“Mi diceva in faccia che ero un cogl***e”: la sincerità di Sarri in spogliatoio
Manca poco per rivedere Maurizio Sarri al lavoro, dopo l'anno in cui è rimasto fermo intascando i 6 milioni netti dovutigli per il secondo anno del suo contratto con la Juventus, che ha preferito pagarlo per stare a guardare il lavoro di Andrea Pirlo. Il tecnico toscano ha poi incassato anche la penale da 2,5 milioni che il club bianconero gli ha versato per non essere costretta a rinnovargli il contratto ed ha poi potuto firmare con la Lazio, dove sostituirà Simone Inzaghi.

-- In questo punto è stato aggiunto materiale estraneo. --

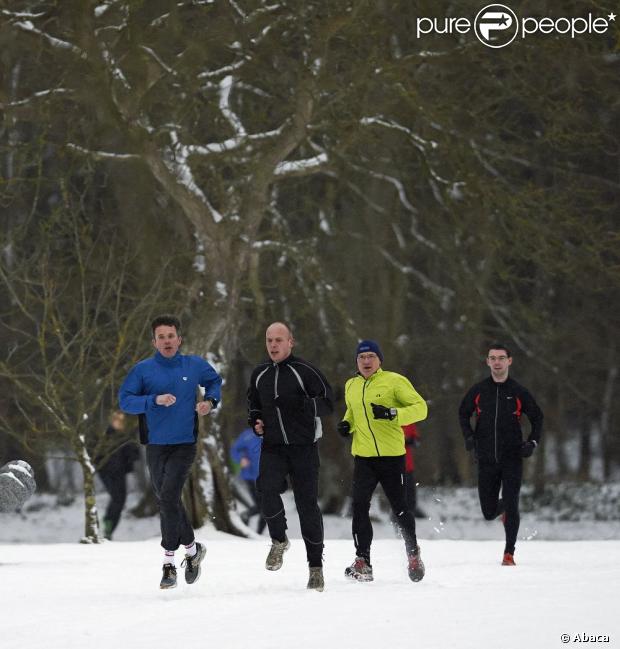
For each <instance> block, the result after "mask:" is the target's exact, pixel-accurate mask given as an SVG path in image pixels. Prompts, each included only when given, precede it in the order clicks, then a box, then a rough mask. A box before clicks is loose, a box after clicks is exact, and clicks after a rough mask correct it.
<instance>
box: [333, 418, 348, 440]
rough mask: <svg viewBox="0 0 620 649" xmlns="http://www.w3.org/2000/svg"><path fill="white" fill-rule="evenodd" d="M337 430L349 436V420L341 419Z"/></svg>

Sarri è un allenatore che lascia una traccia forte nei giocatori ai quali insegna calcio, ma il suo approccio va oltre l'aspetto tecnico. Oltre agli schemi ripetuti ossessivamente, c'è infatti il lato umano. Non incline ai sentimentalismi, come sa bene Christian Maggio cui negò lo straccio di un minuto in campo nel suo ultimo match al San Paolo, il 62enne ex bancario fa tuttavia della schiettezza un valore apprezzato da chi lo ha avuto come tecnico.
Antonio Floro Flores lo incrociò all'Arezzo quando a fine 2006 sostituì l'esonerato Antonio Conte. Un'esperienza breve, visto che poi Sarri fu a sua volta mandato via nel marzo 2007, ma il 38enne attaccante napoletano ha solo parole di stima per lui: "Sarri era unico già ai tempi di Arezzo, si vedeva che sarebbe diventato un grande allenatore. Faceva un calcio innovativo che in Italia nessuno faceva e non eravamo ancora pronti. Schietto e sincero come pochi, mi diceva in faccia che ero un coglione. Ho sempre apprezzato tanto uno come lui rispetto ad altri falsi. Era un grande lavoratore, dovevamo fermarlo noi per tornare a casa dalle famiglie", ha detto ai microfoni di Sportitalia.